Some companies pin the blame on a skittish FDA. Safety worries since Merck withdrew painkiller Vioxx three years ago have put a chill on the agency, they say. FDA concerns have delayed several expected blockbusters, including Novartis's diabetes drug Galvus and Sanofi-Aventis's diet drug rimonabant, sold as Acomplia in Europe.
 
Companies say FDA is hunkering down against criticism. "It just indicates to you that when bureaucrats come under pressure, they tend to choose the path of asking for more data, as opposed to approving the drug," Schering-Plough's CEO Fred Hassan said in an interview last week.
 
If an experimental drug treats a condition for which there are already options for treatment, FDA seems to have raised the bar significantly, the industry says. Wyeth, for instance, has seen delays for approval Pristiq, a treatment for depression and menopausal symptoms. Treatments for both conditions abound, including some sold by Wyeth itself. "In categories where there are choices, the agency is making more demands for approval," Joseph Mahady, a Wyeth executive said. "It's across the board.
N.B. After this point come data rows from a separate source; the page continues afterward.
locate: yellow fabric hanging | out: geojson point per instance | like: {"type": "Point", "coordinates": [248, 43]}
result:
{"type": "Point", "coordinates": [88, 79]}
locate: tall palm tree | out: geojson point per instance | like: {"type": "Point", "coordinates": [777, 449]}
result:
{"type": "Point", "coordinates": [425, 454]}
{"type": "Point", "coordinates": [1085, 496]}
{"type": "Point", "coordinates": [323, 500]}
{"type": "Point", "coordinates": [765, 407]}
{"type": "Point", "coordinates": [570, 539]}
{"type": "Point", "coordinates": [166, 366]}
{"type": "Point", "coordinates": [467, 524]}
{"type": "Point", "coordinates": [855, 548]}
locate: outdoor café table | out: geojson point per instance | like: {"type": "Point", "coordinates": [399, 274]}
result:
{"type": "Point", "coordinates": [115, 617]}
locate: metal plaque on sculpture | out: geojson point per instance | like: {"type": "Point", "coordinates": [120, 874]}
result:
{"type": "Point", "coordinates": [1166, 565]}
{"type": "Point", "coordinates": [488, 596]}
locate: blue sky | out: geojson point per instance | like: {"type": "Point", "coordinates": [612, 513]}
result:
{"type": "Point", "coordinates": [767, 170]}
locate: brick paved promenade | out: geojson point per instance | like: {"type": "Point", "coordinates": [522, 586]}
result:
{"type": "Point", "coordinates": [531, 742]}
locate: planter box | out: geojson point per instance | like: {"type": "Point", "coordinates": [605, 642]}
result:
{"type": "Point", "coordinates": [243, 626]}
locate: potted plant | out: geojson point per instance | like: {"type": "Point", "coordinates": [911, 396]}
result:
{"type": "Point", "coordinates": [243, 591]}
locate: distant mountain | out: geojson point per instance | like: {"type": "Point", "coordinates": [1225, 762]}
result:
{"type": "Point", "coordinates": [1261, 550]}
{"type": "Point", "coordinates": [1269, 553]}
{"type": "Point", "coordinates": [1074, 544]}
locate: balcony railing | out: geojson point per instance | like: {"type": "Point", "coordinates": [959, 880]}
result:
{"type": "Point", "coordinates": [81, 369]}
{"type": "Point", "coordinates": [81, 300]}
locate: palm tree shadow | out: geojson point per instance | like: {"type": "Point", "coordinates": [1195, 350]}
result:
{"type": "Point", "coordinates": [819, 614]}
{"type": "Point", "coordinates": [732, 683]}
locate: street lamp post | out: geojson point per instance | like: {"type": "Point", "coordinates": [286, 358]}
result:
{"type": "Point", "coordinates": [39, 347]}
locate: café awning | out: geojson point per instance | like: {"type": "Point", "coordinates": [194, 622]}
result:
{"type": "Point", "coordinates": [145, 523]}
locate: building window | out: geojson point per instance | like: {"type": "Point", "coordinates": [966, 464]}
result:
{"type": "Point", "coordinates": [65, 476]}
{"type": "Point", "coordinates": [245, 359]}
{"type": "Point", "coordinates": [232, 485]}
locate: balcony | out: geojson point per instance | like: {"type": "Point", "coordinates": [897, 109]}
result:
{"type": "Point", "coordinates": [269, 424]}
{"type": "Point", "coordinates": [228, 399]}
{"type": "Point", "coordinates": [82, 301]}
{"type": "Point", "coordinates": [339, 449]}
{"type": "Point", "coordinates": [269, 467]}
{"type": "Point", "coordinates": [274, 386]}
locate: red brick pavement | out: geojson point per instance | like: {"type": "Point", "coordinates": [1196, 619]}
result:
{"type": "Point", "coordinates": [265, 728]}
Everybody's got to adjust to that."
 
FDA argues that its criteria for review haven't stiffened substantially. "There have been no systematic changes in how FDA is approaching the approval standards for new drug applications," a spokeswoman said. "Each application is reviewed on its own merit and judgments are made by the signatory authority as to whether the application meets the statutory standards."
 
And it's true that several companies have seen novel medicines approved this year. Merck'ss Isentress and Pfizer's Selzentry for HIV/AIDS stand out. So do three cancer treatments: Wyeth's Torisel, GlaxoSmithKline's Tykerb and Novartis's Tasigna.